MEU IRMÃOZINHO (remix)




Fiz esta história uns tantos anos atrás. Tinha feito no improviso, inventando a história enquanto desenhava, e com um traço, bem solto e torto, estava entrando na idéia, que desenvolvo até hoje, de que um desenho torto, mas solto e expressivo, vale muito mais que qualquer desenho "bem feito"e duro. Minha mão nunca foi muito firme mesmo.

Por acaso esta acabou se tornando minha história favorita, a que mais representa o tipo de quadrinho que eu quero fazer. (E que será amplamente testado neste ano na série FIXAÇÃO POR INSETOS (mais em breve).

Já tinha feito uma versão em inglês, JURO, não lembro pra que. E agora para mostrar a mudança de estilo ao longo dos anos, fiz um remake da história durante o curso QUADRO A QUADRO que organizei no final de 2011 (com participação do Mutarelli, Gerlach e Coutinho, gênios e amigos). Os que estiveram lá puderam me ver produzindo a página (por mais que eu tenha seguido quase igual as imagens da versão anterior) em poucos minutos, que é outra coisa que venho explorando: tentar desenhar mais rápido que o meu próprio pensamento (que é um pentelho presunçoso que não sabe de nada e fica me dizendo que 'originalidade não existe, tudo é cópia papofuradopapofuradopapofurado...').
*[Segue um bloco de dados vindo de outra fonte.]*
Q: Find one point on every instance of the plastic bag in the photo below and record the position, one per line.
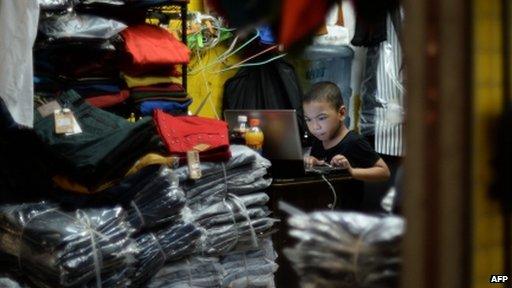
(72, 25)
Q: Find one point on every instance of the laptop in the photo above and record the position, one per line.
(281, 144)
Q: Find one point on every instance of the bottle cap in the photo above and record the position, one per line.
(254, 122)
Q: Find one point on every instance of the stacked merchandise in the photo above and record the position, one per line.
(57, 248)
(110, 59)
(345, 249)
(76, 51)
(228, 202)
(149, 70)
(181, 134)
(251, 269)
(64, 246)
(114, 216)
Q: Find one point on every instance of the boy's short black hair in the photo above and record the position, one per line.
(325, 91)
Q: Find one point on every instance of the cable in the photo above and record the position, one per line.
(335, 197)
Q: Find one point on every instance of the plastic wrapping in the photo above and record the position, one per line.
(382, 94)
(165, 245)
(346, 249)
(244, 173)
(253, 268)
(58, 248)
(232, 221)
(191, 272)
(157, 202)
(72, 25)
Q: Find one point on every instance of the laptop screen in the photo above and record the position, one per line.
(280, 130)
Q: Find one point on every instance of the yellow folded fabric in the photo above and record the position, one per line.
(150, 80)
Se quiser manda mensagem falando o que achou das duas versões e desse papo furado todo.
Cheers!

Um comentário:

Bruno "brads" disse...

Muito bom poder acompanhar a produção da página e ver como ficou bom o resultado final em apenas uma página! Parabéns cara!
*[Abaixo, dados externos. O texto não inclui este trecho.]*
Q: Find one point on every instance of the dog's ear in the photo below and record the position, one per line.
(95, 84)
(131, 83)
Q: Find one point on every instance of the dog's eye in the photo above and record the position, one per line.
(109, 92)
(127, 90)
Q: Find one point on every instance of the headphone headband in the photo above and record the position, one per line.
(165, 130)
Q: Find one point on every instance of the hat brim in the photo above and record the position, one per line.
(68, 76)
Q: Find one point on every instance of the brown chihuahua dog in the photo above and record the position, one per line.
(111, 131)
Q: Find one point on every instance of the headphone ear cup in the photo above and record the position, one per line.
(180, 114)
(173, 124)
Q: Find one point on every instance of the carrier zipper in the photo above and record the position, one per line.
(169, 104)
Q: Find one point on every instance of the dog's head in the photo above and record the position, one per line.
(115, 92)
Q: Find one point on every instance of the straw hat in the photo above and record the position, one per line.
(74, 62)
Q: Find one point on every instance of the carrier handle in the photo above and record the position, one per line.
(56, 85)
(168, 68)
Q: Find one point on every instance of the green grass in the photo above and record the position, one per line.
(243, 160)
OLÁ! Meu nome é DW RIBATSKI.

PARABÉNS SR. ARTISTA PROFISSIONAL!

Meu trabalho é um enfrentamento dos arquétipos que transcendem o limite da existência multisensorial como projeção do imaginário dentro da realidade espaço/temporal através da fragmentação do não-ser do não-lugar e do não-qualquercoisa que cria terminologias para que a essencialidade primitiva da metáfora alcance o objeto por interação seja ela manifestação sensória heterogêna ou rizomática. Para tanto a (re)criação do objeto como obsoleto supõe através da reflexão e possivel mediação processual a aproximação da produção de um conceito de trabalho que estimule de forma financeira a produção. Toda perfomance que contempla o horizonte objetivo do ser através de múltiplas poéticas randômicas de dicotomia é analisada pelo sensível êfemero que através do urbano contemporâneo sintetiza signos dentro do cotidiano das relações e analogia a paradigmas ainda que se sustente por princípios que sintetizam sua própria subjetividade inerente. Ao passo contempla-se relações cacofônicas de multisentidos em obstrução à algum tipo de ruído imersivo dentro da idéia de Chade Picaminha e Piazón Deboesta.


‎"(...) Eu só pensei que deveria estar fazendo música. Parecia pra mim que esse era o próximo passo depois da POP ART, entrar diretamente numa forma popular de cultura ao invés de comentá-la."